Mais à l'arrivée, Melt-Banana n'a pas oublié de composer de vrais morceaux et que (attention tour de magie), ça sonne comme un vrai groupe. Avec un surplus d’agressivité retrouvée et plusieurs titres qui n'hésitent plus à défier les trois et quatre minutes. Un exploit quand on connaît la légendaire promptitude du groupe. Candy Gun, Infection Defective, My Missing Link, Schemes of the Tails, autant de titres qui tiennent très bien la route et ne se contentent plus de trois jappements aiguës et d'un rythme frénétique pour tenir l'auditeur en haleine, avec des débuts, des fins, des rebondissements et des mélodies sous les explosions nucléaires.

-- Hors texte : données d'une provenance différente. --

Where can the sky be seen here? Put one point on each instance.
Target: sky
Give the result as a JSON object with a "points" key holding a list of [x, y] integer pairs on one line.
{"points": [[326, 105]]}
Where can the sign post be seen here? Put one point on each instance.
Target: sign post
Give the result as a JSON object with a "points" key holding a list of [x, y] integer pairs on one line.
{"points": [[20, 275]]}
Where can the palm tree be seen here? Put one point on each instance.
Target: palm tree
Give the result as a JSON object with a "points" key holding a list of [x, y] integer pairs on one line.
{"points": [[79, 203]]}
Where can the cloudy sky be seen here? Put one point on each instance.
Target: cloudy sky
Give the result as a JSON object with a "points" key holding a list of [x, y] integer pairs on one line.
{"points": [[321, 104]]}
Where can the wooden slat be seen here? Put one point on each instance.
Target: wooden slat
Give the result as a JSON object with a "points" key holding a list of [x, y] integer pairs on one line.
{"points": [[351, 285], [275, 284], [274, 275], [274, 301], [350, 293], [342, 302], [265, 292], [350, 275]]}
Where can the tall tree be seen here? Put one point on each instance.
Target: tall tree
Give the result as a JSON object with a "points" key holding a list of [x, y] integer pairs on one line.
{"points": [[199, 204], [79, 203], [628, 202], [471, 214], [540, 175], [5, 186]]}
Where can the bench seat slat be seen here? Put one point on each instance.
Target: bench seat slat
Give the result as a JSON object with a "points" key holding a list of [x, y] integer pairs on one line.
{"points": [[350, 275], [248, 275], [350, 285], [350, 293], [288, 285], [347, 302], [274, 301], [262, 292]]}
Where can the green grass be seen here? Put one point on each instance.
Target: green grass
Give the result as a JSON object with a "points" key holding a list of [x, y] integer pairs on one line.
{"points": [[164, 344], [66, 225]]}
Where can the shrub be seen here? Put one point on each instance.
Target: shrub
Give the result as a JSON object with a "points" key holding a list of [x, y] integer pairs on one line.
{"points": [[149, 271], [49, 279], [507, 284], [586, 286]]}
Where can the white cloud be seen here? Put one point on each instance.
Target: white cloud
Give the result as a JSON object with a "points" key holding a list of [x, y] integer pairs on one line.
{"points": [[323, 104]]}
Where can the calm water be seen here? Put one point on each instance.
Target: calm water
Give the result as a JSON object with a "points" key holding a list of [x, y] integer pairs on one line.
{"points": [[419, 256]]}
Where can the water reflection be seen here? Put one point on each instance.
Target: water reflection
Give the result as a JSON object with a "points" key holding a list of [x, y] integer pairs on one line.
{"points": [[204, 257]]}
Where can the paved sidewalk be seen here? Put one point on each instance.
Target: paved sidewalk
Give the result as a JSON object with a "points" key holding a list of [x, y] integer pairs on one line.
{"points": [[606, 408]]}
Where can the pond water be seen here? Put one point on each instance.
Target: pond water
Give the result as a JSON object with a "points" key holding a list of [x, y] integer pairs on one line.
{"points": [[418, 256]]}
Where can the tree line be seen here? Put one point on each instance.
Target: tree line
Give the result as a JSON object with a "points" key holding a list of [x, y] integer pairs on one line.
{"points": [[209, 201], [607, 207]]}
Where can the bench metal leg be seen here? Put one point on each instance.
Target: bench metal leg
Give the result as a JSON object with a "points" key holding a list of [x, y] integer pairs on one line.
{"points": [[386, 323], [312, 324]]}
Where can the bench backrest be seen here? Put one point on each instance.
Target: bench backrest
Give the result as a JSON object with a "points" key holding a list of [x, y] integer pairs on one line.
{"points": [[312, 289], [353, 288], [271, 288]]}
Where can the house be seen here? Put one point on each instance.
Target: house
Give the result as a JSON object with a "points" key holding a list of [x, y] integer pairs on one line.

Saupoudré de titres plus brefs (histoire de garder le mythe vivant) et d'une pure sucrerie perverse pour finir (le surprenant Zero), Fetch est sans doute l'album le plus varié de Melt-Banana, le résumé de toute une carrière leur permettant de repartir de l'avant, le changement sans la surprise de la part d'un groupe qui n'a pas baissé les bras et continue d'avoir un niveau et un nouveau savoir-faire qui fait plaisir à entendre.
J'avoue que je n'attendais rien de ce nouveau Melt-Banana dont l'intérêt s'était dilué avec le temps et la répétition et écouté sur le mode blasé de service. Fetch est pourtant un très bon album de Melt-Banana et nul doute que si c'était la première fois que leur douce mélopée azimutée me parvenait aux oreilles, je sauterais de bonheur au plafond (en plus de fantasmer sur Yakuso).